When a write occurs, copies of the data will also be written to other nodes to protect against data loss. This replication can be synchronous or asynchronous-synchronous replication increases write latency but guarantees no data loss in the event of a node failure.

In some NoSQL databases, the location of the latest value may be nondeterministic: The database may need to read multiple nodes to determine the most correct value. Oracle NoSQL, instead, nominates a master node which will always have the most up-to-date value.

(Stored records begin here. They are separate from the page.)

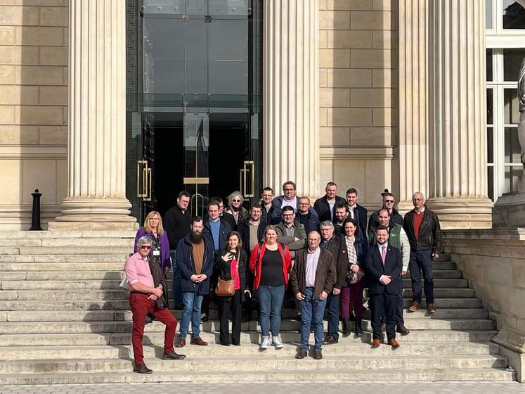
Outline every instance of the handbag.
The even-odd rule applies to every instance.
[[[215,295],[219,297],[231,297],[235,293],[235,277],[226,281],[220,277],[217,279],[217,286],[215,287]]]

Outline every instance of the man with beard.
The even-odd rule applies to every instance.
[[[186,344],[190,320],[190,343],[200,346],[207,345],[200,336],[200,307],[204,296],[209,293],[209,278],[213,272],[214,259],[213,241],[202,236],[202,219],[199,216],[193,217],[190,234],[179,241],[177,245],[177,266],[181,270],[184,309],[176,348],[182,348]]]

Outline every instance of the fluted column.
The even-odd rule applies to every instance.
[[[399,0],[399,205],[428,190],[427,0]]]
[[[485,6],[479,0],[429,4],[429,205],[445,228],[490,227]]]
[[[264,184],[319,196],[318,2],[264,1]]]
[[[67,197],[50,229],[131,229],[125,0],[70,0]]]

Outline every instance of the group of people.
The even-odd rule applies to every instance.
[[[413,303],[420,309],[422,278],[426,307],[434,313],[432,260],[441,248],[439,221],[424,204],[424,196],[413,196],[414,209],[404,218],[394,208],[394,196],[382,193],[382,209],[370,215],[359,205],[358,191],[337,196],[334,182],[312,205],[297,196],[295,184],[283,185],[283,195],[263,189],[259,203],[249,210],[241,193],[234,191],[226,207],[220,197],[210,198],[207,217],[192,217],[190,195],[182,191],[176,205],[161,218],[153,211],[137,232],[135,253],[126,262],[133,312],[134,371],[151,373],[144,364],[144,326],[153,319],[166,324],[164,358],[181,360],[175,352],[176,319],[167,308],[166,277],[173,269],[175,309],[182,310],[175,348],[190,343],[205,346],[200,324],[209,317],[210,293],[218,279],[226,281],[233,295],[216,295],[220,320],[220,343],[240,345],[242,321],[252,318],[257,299],[261,326],[260,348],[281,348],[281,309],[287,289],[295,300],[301,320],[300,344],[296,358],[306,357],[311,330],[314,333],[312,356],[323,358],[322,345],[350,335],[351,320],[356,336],[363,334],[363,290],[368,289],[372,343],[381,344],[386,326],[389,345],[399,347],[396,333],[409,333],[403,321],[403,277],[410,271]],[[290,283],[290,285],[288,284]],[[327,310],[328,327],[324,336],[323,318]],[[232,313],[232,330],[228,317]]]

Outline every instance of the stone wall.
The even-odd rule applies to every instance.
[[[67,0],[0,0],[0,228],[27,229],[65,196]]]
[[[320,0],[320,186],[398,196],[396,0]]]
[[[451,254],[498,322],[494,341],[525,380],[525,229],[443,231]]]

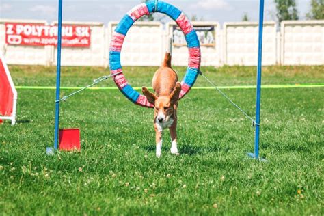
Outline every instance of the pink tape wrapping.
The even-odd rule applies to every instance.
[[[122,44],[124,43],[124,39],[125,36],[118,32],[113,32],[113,36],[111,38],[111,42],[110,43],[111,51],[121,52]]]
[[[127,13],[134,21],[136,21],[144,15],[148,15],[149,14],[148,7],[145,3],[141,3],[133,8]]]
[[[200,49],[189,48],[189,66],[193,68],[198,68],[200,65]]]
[[[186,35],[193,29],[191,23],[183,13],[181,13],[179,17],[176,19],[176,23]]]

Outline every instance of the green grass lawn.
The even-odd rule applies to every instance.
[[[133,86],[150,86],[154,68],[125,68]],[[55,84],[55,68],[10,69],[16,85]],[[202,70],[219,85],[255,84],[254,67]],[[323,70],[265,67],[262,83],[323,83]],[[62,85],[106,74],[64,68]],[[198,77],[196,86],[207,85]],[[255,90],[224,92],[253,116]],[[55,91],[20,90],[18,124],[0,125],[0,215],[323,215],[323,88],[262,94],[260,154],[268,163],[246,156],[251,122],[212,90],[193,90],[180,102],[180,156],[170,153],[165,131],[162,157],[155,157],[153,111],[115,90],[85,91],[62,103],[60,126],[80,128],[82,150],[47,156]]]

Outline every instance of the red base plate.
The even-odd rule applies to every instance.
[[[79,129],[59,129],[59,149],[62,151],[80,151],[80,130]]]

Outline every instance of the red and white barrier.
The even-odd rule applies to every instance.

As a result, the database is immediately rather than eventually consistent.

Oracle offers Oracle NoSQL as stand-alone software, or in the upcoming "big data appliance." The big data appliance is delivered as a rack of 18 servers, each with 12 cores, 12x2TB of disk, and 48GB of RAM. To save you the math, that's a total of 864TB of storage across 216 disk spindles, 216 cores, and 864GB of RAM. The big data appliance also includes a copy of Apache Hadoop, and I suspect that Hadoop-not Oracle NoSQL-will be the main market driver for With NoSQL at a fairly early level of maturity, it's typical for some key features to be absent in an initial release, and Oracle NoSQL is no exception. The most surprising limitation in the initial release is undoubtedly the fixed number of nodes. Unlike virtually every other distributed key-value store, Oracle NoSQL currently supports only a fixed number of nodes. You cannot add or remove nodes from your cluster.

This lack of elastic scalability in the initial release will probably be a significant barrier to widespread adoption. However, Oracle's community and customer base is massive. For many Oracle customers, Oracle's endorsement of NoSQL will provide the impetus to consider nonrelational solutions. Almost by definition, the largest database vendor in the world introducing a NoSQL solution legitimizes NoSQL as an enterprise technology.